La scuola elementare Lombardo-Radice di via Paravia a Milano nell’anno scolastico 2012-2013, così come è avvenuto quest’anno, non avrà la prima classe. Perché? Perché su 18 iscritti 16 sono alunni di origine straniera ma, in base alla circolare Gelmini dell’8 gennaio 2010, il numero di alunni stranieri per classe non può superare il 30%. La circolare è ancora in vigore e sino ad oggi il Governo “tecnico” non è intervenuto a modificarla.
Né è sufficiente a rendere più “ragionevoli” le indicazioni della circolare citata il fatto che dal computo della percentuale massima di bambini stranieri che possono essere presenti in una classe sia stato escluso il numero di bambini nati in Italia. Gran parte dei pre-iscritti alla Lombardo Radice sono infatti nati qui e ciononostante l’ufficio scolastico provinciale ha ritenuto di non autorizzare la formazione della classe. Risultato: i bambini dovranno iscriversi in un’altra scuola più lontana dalle loro abitazioni con conseguenti disagi per loro e per le loro famiglie.
Situazioni simili a quelle della scuola Lombardo-Radice in Italia ce ne sono moltissime e non potrebbe essere diversamente: le famiglie straniere stabilmente residenti nel nostro paese sono ormai moltissime così come aumenta il numero di bambini nati in Italia da genitori stranieri. Se, come sembra accadere soprattutto in alcune grandi città, vi sono quartieri nei quali tende a concentrarsi l’insediamento della presenza straniera, è inevitabile che ciò determini anche una maggiore presenza degli alunni stranieri nelle scuole.
La crisi economica e sociale che sta peggiorando la vita quotidiana della maggior parte di noi sembra essere stata trasformata in un capro espiatorio per giustificare l’immobilismo del Governo in qualsiasi ambito che non sia considerato “prioritario” ai fini del riordino dei conti pubblici.

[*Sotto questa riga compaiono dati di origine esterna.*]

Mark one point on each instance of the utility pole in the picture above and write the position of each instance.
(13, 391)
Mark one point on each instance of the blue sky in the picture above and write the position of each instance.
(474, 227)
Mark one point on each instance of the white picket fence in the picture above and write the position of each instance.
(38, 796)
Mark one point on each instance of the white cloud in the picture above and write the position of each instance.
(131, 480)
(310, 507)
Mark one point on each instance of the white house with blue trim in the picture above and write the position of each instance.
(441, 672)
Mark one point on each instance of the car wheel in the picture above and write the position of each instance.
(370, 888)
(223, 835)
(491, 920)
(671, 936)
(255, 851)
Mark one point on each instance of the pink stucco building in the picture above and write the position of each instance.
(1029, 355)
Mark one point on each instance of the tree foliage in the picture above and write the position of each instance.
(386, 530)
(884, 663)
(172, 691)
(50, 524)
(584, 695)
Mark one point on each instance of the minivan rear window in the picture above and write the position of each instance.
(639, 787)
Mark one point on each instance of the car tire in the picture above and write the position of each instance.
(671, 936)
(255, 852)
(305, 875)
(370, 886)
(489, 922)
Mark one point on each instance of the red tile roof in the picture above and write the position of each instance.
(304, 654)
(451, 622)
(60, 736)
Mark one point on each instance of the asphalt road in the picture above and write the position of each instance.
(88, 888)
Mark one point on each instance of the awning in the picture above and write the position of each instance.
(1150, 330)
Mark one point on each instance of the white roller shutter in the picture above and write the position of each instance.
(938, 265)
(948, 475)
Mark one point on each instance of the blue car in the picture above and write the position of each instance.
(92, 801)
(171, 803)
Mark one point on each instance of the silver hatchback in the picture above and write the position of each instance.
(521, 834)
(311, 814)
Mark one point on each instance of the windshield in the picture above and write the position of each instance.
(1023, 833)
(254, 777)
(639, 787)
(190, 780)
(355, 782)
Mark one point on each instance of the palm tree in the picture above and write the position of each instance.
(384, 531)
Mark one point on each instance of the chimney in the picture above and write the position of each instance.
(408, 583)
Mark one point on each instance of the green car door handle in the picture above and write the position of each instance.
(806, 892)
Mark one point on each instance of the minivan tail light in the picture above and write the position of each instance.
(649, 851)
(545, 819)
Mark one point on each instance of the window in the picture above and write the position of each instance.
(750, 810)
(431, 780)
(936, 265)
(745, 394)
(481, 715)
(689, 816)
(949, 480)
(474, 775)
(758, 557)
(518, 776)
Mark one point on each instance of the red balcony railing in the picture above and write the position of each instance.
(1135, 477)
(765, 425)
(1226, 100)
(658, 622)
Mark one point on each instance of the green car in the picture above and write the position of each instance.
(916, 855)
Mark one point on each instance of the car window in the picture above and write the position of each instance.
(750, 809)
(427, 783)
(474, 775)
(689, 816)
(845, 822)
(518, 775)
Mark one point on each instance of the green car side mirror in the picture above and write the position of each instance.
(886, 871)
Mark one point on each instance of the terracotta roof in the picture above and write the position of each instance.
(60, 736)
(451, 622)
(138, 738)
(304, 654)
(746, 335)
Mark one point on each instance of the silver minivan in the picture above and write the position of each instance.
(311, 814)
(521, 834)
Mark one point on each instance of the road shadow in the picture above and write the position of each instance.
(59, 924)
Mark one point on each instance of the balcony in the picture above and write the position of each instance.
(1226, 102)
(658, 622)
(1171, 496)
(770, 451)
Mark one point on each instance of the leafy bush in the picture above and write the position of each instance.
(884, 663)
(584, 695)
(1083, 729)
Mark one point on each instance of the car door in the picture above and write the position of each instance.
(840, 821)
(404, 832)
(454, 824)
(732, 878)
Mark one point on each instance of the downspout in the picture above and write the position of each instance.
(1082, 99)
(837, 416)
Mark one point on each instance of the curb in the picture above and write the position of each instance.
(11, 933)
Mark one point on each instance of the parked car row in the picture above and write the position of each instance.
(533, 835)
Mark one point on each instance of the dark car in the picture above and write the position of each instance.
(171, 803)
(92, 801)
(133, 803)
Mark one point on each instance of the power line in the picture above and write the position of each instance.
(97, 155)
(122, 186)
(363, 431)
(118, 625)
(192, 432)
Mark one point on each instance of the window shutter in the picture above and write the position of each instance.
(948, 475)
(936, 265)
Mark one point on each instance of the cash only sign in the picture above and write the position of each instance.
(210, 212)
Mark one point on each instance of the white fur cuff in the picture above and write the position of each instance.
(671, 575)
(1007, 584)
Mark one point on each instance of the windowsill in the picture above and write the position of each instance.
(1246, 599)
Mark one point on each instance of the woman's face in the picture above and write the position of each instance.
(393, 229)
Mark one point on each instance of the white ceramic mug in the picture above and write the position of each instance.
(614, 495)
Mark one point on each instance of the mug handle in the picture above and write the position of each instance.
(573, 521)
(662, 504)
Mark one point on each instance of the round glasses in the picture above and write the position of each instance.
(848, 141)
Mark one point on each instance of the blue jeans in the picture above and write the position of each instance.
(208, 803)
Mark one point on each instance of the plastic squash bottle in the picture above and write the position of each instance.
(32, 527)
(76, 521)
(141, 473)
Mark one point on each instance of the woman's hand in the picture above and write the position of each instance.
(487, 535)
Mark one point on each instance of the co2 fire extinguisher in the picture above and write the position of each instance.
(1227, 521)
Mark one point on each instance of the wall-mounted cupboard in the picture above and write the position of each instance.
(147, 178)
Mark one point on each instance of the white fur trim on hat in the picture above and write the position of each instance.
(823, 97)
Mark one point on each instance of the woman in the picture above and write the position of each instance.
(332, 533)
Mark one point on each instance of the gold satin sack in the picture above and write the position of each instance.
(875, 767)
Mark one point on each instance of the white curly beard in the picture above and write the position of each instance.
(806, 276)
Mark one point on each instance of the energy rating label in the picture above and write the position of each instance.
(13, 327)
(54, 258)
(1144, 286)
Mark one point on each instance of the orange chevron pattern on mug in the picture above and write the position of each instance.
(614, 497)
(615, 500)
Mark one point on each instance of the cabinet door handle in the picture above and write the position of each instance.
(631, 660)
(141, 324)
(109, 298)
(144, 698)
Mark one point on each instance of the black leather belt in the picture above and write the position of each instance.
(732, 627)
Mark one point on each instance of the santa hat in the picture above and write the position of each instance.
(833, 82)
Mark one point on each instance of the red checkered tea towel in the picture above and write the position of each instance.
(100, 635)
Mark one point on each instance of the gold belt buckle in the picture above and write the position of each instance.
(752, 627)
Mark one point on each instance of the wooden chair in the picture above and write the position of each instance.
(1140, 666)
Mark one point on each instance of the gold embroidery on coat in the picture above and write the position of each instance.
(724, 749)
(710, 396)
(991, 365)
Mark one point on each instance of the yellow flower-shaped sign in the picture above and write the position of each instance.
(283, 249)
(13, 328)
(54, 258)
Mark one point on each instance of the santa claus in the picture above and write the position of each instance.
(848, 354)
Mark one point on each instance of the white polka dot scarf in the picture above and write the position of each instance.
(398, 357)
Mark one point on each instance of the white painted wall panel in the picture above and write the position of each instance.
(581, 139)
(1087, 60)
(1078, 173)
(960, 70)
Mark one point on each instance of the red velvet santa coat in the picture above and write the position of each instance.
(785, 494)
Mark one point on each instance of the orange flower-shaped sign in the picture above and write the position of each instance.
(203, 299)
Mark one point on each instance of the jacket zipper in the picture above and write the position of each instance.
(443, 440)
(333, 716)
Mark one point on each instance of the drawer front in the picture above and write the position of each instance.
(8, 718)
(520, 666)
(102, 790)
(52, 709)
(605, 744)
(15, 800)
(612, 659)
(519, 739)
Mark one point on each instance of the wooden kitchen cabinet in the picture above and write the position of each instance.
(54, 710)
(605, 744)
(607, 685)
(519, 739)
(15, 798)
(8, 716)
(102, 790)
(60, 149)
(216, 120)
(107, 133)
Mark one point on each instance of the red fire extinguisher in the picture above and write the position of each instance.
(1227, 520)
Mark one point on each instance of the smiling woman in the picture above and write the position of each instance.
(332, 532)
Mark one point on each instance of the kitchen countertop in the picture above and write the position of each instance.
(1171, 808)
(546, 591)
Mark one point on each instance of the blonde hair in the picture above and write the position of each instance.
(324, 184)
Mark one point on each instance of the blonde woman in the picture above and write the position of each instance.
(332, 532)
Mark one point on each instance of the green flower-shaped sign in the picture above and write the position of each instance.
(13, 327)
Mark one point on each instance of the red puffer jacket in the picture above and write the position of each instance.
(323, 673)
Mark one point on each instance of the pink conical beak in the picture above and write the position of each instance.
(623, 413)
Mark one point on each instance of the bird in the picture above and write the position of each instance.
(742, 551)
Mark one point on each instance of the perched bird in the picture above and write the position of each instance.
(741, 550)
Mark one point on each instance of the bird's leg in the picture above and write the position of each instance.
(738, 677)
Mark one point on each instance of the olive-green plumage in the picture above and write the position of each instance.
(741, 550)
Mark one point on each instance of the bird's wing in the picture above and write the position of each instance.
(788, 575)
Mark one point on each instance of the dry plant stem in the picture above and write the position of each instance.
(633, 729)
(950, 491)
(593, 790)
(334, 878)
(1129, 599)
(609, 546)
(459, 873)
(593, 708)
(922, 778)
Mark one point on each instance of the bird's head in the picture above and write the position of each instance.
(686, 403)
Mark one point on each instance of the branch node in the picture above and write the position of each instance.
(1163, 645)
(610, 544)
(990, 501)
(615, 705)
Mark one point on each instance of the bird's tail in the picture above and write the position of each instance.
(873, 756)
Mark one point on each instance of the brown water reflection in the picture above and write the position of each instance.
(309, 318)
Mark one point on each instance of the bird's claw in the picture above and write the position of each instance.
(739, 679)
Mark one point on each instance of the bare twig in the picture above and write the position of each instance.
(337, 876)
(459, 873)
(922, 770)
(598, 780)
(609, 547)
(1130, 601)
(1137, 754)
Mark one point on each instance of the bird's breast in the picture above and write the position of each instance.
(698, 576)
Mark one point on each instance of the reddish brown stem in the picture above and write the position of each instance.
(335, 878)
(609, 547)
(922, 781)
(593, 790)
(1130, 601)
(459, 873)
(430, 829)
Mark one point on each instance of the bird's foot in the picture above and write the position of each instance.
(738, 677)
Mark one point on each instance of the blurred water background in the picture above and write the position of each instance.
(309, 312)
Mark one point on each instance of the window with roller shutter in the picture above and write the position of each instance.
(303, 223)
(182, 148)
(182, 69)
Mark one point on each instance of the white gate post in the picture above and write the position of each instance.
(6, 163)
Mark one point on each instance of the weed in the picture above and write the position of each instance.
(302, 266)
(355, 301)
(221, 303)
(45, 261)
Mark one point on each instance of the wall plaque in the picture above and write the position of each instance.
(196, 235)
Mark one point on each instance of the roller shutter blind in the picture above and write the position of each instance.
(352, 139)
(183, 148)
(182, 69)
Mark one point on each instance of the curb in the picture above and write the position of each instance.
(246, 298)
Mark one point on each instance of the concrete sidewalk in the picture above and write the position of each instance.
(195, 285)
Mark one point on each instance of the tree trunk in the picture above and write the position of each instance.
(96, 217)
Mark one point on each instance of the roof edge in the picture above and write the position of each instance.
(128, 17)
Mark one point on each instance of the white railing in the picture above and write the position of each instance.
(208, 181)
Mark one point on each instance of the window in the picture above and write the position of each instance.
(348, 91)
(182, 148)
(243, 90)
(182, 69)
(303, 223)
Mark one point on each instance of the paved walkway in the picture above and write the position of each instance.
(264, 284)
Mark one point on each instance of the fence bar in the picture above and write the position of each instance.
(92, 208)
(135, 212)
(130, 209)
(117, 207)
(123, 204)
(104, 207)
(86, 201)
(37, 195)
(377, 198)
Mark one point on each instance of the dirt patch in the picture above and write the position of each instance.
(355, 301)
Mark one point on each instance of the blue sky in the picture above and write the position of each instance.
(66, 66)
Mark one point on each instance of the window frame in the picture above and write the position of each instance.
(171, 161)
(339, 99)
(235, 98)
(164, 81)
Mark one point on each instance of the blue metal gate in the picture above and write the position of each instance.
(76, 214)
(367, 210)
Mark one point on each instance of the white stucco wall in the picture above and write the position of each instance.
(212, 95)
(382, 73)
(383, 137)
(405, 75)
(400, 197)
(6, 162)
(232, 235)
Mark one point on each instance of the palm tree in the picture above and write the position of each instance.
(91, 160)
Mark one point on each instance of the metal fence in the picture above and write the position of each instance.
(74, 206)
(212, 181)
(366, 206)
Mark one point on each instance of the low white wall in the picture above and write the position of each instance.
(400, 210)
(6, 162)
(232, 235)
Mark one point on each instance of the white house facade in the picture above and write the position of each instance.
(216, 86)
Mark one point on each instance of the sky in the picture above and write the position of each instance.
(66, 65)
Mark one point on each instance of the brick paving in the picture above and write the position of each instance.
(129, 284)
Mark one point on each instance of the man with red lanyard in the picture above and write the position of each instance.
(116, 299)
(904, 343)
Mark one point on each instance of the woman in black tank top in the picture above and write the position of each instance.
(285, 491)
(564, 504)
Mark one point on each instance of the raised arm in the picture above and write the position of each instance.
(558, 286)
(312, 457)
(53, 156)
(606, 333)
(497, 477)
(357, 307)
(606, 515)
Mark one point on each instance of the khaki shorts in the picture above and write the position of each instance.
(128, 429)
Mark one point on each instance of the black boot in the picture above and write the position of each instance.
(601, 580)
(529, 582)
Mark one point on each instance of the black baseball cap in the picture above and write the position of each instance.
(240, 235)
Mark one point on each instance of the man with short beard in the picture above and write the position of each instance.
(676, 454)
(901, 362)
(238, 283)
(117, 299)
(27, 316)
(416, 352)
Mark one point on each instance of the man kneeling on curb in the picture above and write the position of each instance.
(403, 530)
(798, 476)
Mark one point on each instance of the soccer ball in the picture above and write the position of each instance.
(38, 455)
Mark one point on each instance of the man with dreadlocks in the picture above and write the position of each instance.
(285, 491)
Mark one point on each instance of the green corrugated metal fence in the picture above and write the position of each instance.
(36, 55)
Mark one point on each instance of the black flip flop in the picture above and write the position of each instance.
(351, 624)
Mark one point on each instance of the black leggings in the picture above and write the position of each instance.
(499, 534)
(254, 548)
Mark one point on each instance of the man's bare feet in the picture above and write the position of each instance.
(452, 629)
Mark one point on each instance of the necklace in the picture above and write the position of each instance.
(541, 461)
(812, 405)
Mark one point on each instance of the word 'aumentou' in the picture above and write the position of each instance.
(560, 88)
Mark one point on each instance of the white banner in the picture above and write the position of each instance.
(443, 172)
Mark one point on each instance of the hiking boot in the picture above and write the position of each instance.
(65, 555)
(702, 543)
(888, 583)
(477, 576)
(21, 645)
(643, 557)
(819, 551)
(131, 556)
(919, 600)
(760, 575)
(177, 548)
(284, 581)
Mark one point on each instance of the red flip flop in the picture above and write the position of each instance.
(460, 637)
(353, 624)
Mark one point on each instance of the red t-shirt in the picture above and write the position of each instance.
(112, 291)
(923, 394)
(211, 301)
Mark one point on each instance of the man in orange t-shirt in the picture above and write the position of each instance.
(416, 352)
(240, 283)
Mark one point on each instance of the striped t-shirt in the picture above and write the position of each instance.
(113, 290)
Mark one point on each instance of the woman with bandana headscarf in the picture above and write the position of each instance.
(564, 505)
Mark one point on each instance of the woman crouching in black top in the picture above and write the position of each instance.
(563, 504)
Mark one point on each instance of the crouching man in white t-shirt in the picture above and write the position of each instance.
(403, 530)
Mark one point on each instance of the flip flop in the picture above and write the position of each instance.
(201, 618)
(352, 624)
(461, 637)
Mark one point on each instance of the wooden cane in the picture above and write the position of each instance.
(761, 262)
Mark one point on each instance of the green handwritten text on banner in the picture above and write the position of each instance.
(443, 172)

Sarebbe invece una scelta relativamente semplice da effettuare (che non richiede l’intervento del legislatore) emanare una circolare che annulli quel tetto discriminatorio del 30% che non protegge nessuno ma, al contrario, complica la vita di moltissimi bambini stranieri, delle loro famiglie e anche dei dirigenti scolastici oltre a imporre un modello sociale fortemente identitario e discriminatorio.